Exactly how the gut microbiome is related to skin inflammation and influences the pathophysiology mechanism of skin disorders is still under investigation. Many studies have shown a two-way relationship between gut and skin associated with GI health and skin homeostasis and allostasis. Most of the articles agree that Bifidobacterium plays an essential role as anti-inflammation bacteria, and Proteobacteria and Enterobacteria impact inflammation in inflammatory skin disorders. Akkermansia may also be an important mediator – what is recognised is that SCFA’s generated by the microbial fermentation of dietary fibre are significant mediators.
To keep healthy and to resolve unhealthy skin the use of butyrate and the generation of SCFAs represents a safe and useful therapeutic option. Among SCFAs, butyrate suppresses immune responses by inhibiting cytokines and inflammatory cell production, and through the HDAC inhibition promotes Tregs proliferation, the main cells involved in many physiologic functions of the skin, such as hair follicle regulation, stem cell differentiation, and wound healing.

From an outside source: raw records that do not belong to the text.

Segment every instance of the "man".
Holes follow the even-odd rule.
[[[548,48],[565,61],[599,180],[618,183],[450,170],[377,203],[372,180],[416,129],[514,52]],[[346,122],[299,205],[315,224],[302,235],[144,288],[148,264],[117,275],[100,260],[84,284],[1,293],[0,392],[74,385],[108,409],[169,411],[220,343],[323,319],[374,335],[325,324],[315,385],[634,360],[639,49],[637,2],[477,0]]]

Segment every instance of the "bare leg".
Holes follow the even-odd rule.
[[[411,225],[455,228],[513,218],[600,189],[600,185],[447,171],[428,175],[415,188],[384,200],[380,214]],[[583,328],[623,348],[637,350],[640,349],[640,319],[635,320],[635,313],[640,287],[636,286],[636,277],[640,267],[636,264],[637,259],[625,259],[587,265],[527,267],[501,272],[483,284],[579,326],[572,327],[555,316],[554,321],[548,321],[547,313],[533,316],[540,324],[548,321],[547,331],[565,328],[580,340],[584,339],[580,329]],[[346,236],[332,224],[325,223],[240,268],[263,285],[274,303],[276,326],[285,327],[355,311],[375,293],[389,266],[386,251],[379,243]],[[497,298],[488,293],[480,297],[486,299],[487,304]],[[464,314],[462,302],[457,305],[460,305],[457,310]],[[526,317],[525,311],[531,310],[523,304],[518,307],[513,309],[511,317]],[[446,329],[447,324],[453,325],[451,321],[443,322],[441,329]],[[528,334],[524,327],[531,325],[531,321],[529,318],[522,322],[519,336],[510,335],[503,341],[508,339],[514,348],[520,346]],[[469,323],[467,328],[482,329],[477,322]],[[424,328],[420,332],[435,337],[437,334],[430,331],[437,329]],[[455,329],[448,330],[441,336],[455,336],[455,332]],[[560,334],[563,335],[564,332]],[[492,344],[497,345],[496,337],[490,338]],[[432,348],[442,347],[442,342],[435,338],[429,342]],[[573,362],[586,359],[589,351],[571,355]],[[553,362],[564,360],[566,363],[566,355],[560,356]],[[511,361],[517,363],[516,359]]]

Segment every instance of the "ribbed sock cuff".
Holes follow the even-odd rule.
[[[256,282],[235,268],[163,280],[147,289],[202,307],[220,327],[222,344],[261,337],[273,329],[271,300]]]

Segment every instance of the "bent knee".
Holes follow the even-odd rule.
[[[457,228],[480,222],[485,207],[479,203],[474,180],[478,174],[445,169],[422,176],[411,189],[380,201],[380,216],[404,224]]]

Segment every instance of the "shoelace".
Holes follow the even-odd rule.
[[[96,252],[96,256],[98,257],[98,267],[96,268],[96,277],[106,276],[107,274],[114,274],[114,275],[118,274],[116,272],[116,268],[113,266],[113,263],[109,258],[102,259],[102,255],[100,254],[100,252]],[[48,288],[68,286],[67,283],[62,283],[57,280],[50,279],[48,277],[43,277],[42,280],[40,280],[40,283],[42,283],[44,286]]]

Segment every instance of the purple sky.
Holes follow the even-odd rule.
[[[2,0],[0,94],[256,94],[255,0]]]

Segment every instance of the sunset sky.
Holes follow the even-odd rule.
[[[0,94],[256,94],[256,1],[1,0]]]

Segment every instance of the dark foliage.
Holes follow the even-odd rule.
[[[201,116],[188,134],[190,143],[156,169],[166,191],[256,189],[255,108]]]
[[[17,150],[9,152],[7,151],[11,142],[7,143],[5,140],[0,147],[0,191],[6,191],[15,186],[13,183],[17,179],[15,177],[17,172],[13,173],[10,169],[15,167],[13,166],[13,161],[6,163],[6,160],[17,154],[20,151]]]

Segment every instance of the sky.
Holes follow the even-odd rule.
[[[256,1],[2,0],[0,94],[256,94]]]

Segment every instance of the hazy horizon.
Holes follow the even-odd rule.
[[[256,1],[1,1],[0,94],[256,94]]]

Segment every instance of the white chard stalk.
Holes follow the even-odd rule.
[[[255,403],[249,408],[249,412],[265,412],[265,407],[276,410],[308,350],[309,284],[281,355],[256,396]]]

Over the last two decades, considerable progress has been achieved. From initial clinical observations to more mechanistic approaches, the field of gut microbiota and health including skin health is evolving to irrefutable causal links. However, there are still numerous studies that claim causality when in fact only correlations are being demonstrated. Moving from correlation to causality remains an important and required step to better design putative interventions based on the modulation of the gut microbiota or by using specific active compounds.
As Mark Twain is alleged to have said, untangling people from the notion that there is no relationship between diet and skin health may take some time, indeed the studies to date have strong indications of the inter-relationship across skin conditions and ages. But as probiotics can have differing outcomes depending on many social and environmental factors it comes to the importance of individualised therapy.